If you are in the US, check you local chapter of the SCCA at www.scca.org or other racing clubs to see if they hold any performance schools. This may be a less expensive way to go than a professionally taught school such as Skip Barber or Team O'Neil, but are usually not as in depth and long.


----------



## Matt93SE (Sep 17, 2003)

there is no such thing as a good and cheap race school.

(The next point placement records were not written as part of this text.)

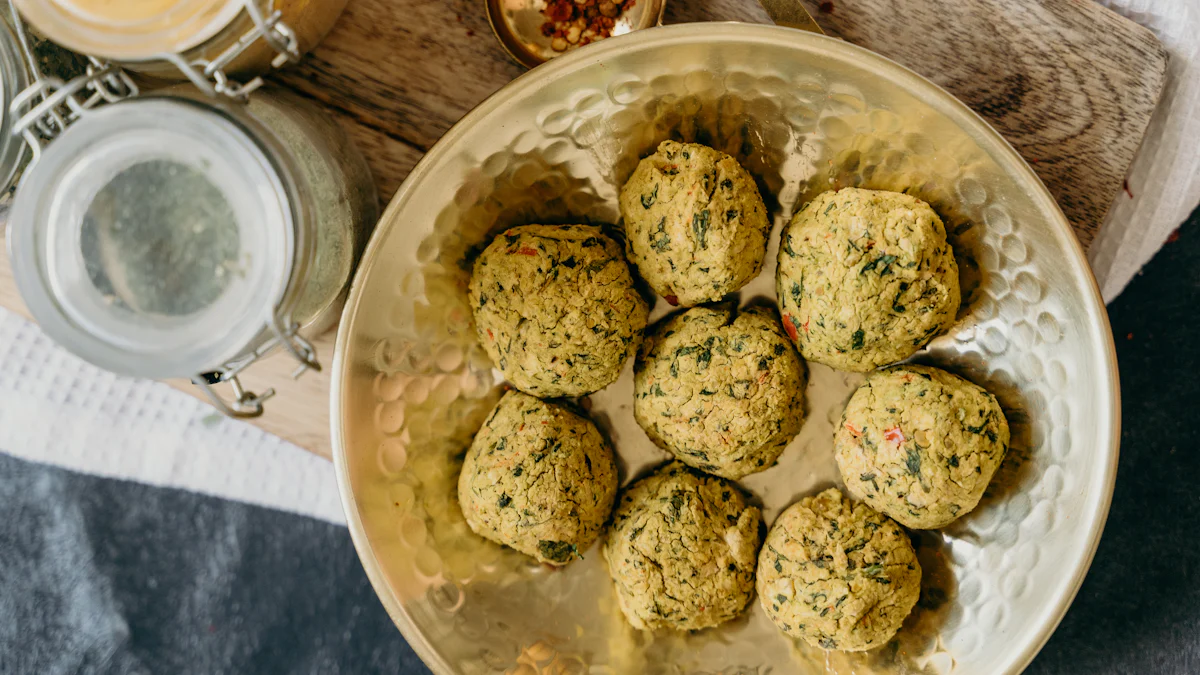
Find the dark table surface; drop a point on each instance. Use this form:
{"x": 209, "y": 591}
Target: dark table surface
{"x": 101, "y": 575}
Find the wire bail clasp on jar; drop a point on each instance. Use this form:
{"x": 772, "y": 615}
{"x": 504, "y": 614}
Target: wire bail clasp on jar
{"x": 48, "y": 106}
{"x": 249, "y": 404}
{"x": 210, "y": 76}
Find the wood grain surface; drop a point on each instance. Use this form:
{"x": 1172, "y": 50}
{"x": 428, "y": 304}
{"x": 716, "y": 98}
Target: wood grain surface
{"x": 1071, "y": 84}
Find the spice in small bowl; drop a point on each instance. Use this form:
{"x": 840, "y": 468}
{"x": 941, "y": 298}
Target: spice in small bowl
{"x": 534, "y": 31}
{"x": 581, "y": 22}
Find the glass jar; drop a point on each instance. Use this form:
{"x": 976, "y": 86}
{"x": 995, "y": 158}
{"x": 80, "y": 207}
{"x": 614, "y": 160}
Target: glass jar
{"x": 178, "y": 236}
{"x": 138, "y": 34}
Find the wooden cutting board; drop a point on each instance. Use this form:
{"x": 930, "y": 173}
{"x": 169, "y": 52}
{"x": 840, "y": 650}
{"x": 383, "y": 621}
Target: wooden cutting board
{"x": 1071, "y": 84}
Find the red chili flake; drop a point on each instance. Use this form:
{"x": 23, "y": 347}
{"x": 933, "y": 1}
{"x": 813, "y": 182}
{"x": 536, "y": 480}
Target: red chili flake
{"x": 790, "y": 327}
{"x": 894, "y": 435}
{"x": 559, "y": 11}
{"x": 581, "y": 22}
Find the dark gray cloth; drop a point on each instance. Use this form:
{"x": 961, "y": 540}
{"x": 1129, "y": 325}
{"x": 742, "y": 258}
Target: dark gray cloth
{"x": 101, "y": 575}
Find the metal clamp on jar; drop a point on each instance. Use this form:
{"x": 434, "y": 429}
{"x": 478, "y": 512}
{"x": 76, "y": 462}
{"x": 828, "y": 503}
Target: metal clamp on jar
{"x": 186, "y": 236}
{"x": 207, "y": 41}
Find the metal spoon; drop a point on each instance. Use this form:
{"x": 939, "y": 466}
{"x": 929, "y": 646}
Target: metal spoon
{"x": 517, "y": 24}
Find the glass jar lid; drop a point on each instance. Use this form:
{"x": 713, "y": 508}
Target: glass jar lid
{"x": 154, "y": 238}
{"x": 130, "y": 30}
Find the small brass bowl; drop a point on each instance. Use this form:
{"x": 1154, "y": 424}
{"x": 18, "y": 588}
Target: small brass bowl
{"x": 517, "y": 25}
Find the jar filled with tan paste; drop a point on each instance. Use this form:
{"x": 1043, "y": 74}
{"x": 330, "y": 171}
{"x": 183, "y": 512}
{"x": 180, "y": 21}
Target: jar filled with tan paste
{"x": 139, "y": 33}
{"x": 180, "y": 237}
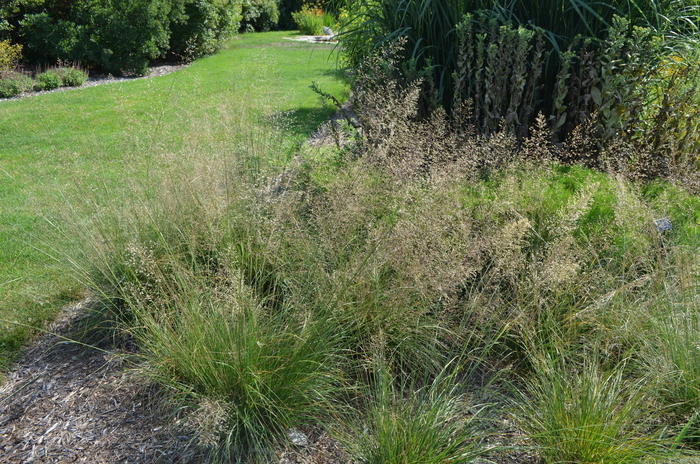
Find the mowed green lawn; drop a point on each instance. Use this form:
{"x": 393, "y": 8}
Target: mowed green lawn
{"x": 100, "y": 138}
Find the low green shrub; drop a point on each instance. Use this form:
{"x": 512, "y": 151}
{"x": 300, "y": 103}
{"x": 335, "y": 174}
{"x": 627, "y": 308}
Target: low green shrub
{"x": 259, "y": 15}
{"x": 9, "y": 55}
{"x": 14, "y": 83}
{"x": 48, "y": 80}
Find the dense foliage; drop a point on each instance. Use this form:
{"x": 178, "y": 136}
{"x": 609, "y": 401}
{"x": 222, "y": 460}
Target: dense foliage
{"x": 119, "y": 36}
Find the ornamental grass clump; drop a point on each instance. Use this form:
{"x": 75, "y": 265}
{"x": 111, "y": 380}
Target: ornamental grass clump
{"x": 311, "y": 19}
{"x": 576, "y": 410}
{"x": 406, "y": 423}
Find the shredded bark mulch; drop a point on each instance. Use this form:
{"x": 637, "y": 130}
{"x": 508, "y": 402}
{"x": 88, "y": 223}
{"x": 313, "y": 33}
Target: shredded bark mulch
{"x": 67, "y": 403}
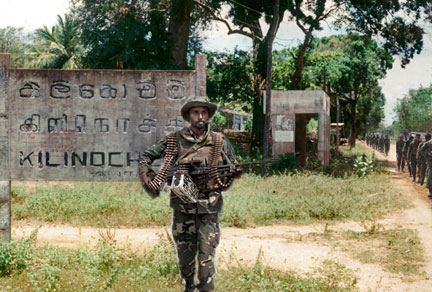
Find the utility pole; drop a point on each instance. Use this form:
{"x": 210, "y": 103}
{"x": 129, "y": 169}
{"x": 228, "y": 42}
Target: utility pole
{"x": 267, "y": 125}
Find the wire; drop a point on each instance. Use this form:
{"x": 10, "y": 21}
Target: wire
{"x": 251, "y": 9}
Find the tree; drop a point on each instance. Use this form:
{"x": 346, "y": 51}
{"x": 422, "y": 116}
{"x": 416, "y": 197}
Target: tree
{"x": 381, "y": 18}
{"x": 123, "y": 34}
{"x": 14, "y": 42}
{"x": 230, "y": 79}
{"x": 58, "y": 47}
{"x": 354, "y": 64}
{"x": 414, "y": 111}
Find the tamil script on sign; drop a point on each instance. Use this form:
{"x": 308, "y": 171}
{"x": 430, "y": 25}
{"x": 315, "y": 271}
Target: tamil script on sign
{"x": 90, "y": 124}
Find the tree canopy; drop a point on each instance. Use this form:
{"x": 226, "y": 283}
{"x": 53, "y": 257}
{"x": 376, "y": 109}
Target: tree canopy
{"x": 414, "y": 111}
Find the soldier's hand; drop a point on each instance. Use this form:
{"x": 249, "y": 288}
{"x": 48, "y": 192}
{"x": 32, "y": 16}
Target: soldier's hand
{"x": 145, "y": 179}
{"x": 237, "y": 172}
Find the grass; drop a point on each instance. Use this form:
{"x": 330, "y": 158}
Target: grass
{"x": 252, "y": 200}
{"x": 107, "y": 268}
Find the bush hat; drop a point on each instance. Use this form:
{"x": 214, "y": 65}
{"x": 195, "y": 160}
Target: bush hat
{"x": 197, "y": 101}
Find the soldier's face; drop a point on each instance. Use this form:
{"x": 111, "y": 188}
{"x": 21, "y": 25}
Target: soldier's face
{"x": 198, "y": 117}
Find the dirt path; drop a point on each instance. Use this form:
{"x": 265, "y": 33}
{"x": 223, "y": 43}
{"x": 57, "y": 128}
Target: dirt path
{"x": 281, "y": 246}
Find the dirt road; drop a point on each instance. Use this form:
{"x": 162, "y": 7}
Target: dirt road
{"x": 281, "y": 246}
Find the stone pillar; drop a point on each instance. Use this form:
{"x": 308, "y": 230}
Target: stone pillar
{"x": 323, "y": 138}
{"x": 5, "y": 199}
{"x": 201, "y": 75}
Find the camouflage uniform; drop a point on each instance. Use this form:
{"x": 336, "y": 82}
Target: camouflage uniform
{"x": 399, "y": 147}
{"x": 405, "y": 155}
{"x": 426, "y": 151}
{"x": 387, "y": 145}
{"x": 412, "y": 156}
{"x": 195, "y": 226}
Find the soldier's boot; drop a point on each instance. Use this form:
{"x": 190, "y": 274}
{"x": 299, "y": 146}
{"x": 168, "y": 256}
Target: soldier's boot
{"x": 189, "y": 286}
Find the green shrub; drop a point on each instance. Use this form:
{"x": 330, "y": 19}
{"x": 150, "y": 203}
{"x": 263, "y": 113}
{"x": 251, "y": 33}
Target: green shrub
{"x": 15, "y": 256}
{"x": 287, "y": 163}
{"x": 363, "y": 165}
{"x": 218, "y": 121}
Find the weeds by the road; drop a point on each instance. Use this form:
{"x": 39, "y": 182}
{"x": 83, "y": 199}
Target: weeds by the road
{"x": 108, "y": 268}
{"x": 299, "y": 197}
{"x": 302, "y": 197}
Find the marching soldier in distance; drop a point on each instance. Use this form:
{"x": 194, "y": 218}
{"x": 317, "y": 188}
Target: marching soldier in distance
{"x": 422, "y": 160}
{"x": 196, "y": 196}
{"x": 386, "y": 144}
{"x": 412, "y": 155}
{"x": 405, "y": 158}
{"x": 399, "y": 146}
{"x": 426, "y": 150}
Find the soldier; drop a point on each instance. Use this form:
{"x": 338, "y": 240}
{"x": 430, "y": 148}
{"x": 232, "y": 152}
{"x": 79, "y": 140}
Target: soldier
{"x": 405, "y": 154}
{"x": 387, "y": 144}
{"x": 421, "y": 160}
{"x": 426, "y": 150}
{"x": 412, "y": 152}
{"x": 399, "y": 146}
{"x": 195, "y": 226}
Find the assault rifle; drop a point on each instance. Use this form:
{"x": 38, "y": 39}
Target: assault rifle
{"x": 201, "y": 174}
{"x": 194, "y": 169}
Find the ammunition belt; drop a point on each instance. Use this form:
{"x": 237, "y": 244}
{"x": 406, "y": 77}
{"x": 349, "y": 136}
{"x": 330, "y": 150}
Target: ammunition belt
{"x": 160, "y": 179}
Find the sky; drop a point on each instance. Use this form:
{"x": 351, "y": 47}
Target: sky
{"x": 33, "y": 14}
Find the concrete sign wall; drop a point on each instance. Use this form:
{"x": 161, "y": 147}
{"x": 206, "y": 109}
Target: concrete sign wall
{"x": 92, "y": 124}
{"x": 5, "y": 206}
{"x": 285, "y": 105}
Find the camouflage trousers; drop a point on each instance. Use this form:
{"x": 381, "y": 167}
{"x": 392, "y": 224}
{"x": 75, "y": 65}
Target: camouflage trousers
{"x": 422, "y": 170}
{"x": 197, "y": 236}
{"x": 429, "y": 175}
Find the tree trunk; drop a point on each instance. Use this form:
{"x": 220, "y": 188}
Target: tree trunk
{"x": 297, "y": 77}
{"x": 260, "y": 74}
{"x": 353, "y": 131}
{"x": 267, "y": 122}
{"x": 179, "y": 27}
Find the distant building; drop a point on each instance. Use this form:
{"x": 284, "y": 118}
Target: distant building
{"x": 235, "y": 120}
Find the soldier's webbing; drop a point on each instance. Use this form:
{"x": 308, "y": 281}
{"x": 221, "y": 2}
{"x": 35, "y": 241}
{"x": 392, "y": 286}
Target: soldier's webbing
{"x": 214, "y": 159}
{"x": 158, "y": 182}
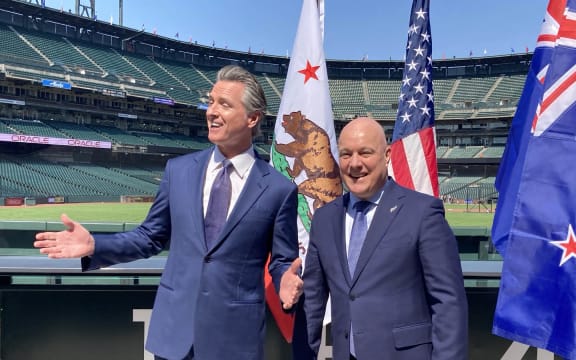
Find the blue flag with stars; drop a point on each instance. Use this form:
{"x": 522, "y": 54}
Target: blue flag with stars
{"x": 537, "y": 298}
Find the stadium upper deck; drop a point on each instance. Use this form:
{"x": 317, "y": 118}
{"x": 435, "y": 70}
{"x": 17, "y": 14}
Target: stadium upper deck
{"x": 162, "y": 81}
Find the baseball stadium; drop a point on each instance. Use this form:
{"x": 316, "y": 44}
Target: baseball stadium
{"x": 90, "y": 112}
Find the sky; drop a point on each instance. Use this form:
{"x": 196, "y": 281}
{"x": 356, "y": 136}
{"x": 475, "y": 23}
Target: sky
{"x": 371, "y": 29}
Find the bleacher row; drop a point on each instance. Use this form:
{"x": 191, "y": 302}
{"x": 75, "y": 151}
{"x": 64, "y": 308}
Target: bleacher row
{"x": 466, "y": 188}
{"x": 95, "y": 68}
{"x": 31, "y": 176}
{"x": 59, "y": 129}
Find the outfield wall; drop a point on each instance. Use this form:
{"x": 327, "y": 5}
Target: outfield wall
{"x": 50, "y": 309}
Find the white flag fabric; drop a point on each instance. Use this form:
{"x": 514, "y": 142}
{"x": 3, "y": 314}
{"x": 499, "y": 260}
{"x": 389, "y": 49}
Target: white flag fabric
{"x": 305, "y": 148}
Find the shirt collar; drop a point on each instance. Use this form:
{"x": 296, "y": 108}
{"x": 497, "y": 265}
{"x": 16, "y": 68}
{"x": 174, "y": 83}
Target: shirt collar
{"x": 241, "y": 162}
{"x": 375, "y": 199}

cheap ones aren't good, and good ones aren't cheap. the good places know what they're capable of and charge accordingly.


----------



## Ouland_Drifter (Nov 1, 2005)

personally dude it jes depends on what kind of racing your gonna get into. and i'd take a couse specifically designed for the racing i wanted to do.


----------



## ReVerm (Jan 13, 2003)

I would say go out and do a bit of reading (I'm still pushing Ross Bentley's "Speed Secrets" series) then attend a few HPDEs. If your local NASA region has a good HPDE schedule, join them and attend a few track days in Group 1. If not, many driving schools run similar events. Ask around and see what's local to you.


----------



## Dustin (Dec 14, 2003)

according to that, i'm in the scca south east region section 95, i suppose that would be where to learn to drive competatively. however, i dont have the funds to do it, so right now, this is still a dream of mine. anyone around the area have any tips on how to get into it?


----------



## Matt93SE (Sep 17, 2003)

save your money and learn as you can afford it. your cheapest way in will be SOLO-II (autocross). racing is NOT a cheap sport by any means, but the least expensive form would be autocross since you can use your own car just as you drove it there.. you can borrow a helmet and the only thing you need to pay for is the entry fee, typically $25-40 per event.
generally there are people there ready and willing to help instruct the noobs and they do it for free. you can get lots of good advice on getting started there, but if you want _real_ competitive training, then you're going to have to pay someone for it.

any other form of racing is going to cost significantly more than that, so that's your best place to start until your finances are in a situation where you can afford a better car and professional instruction.


----------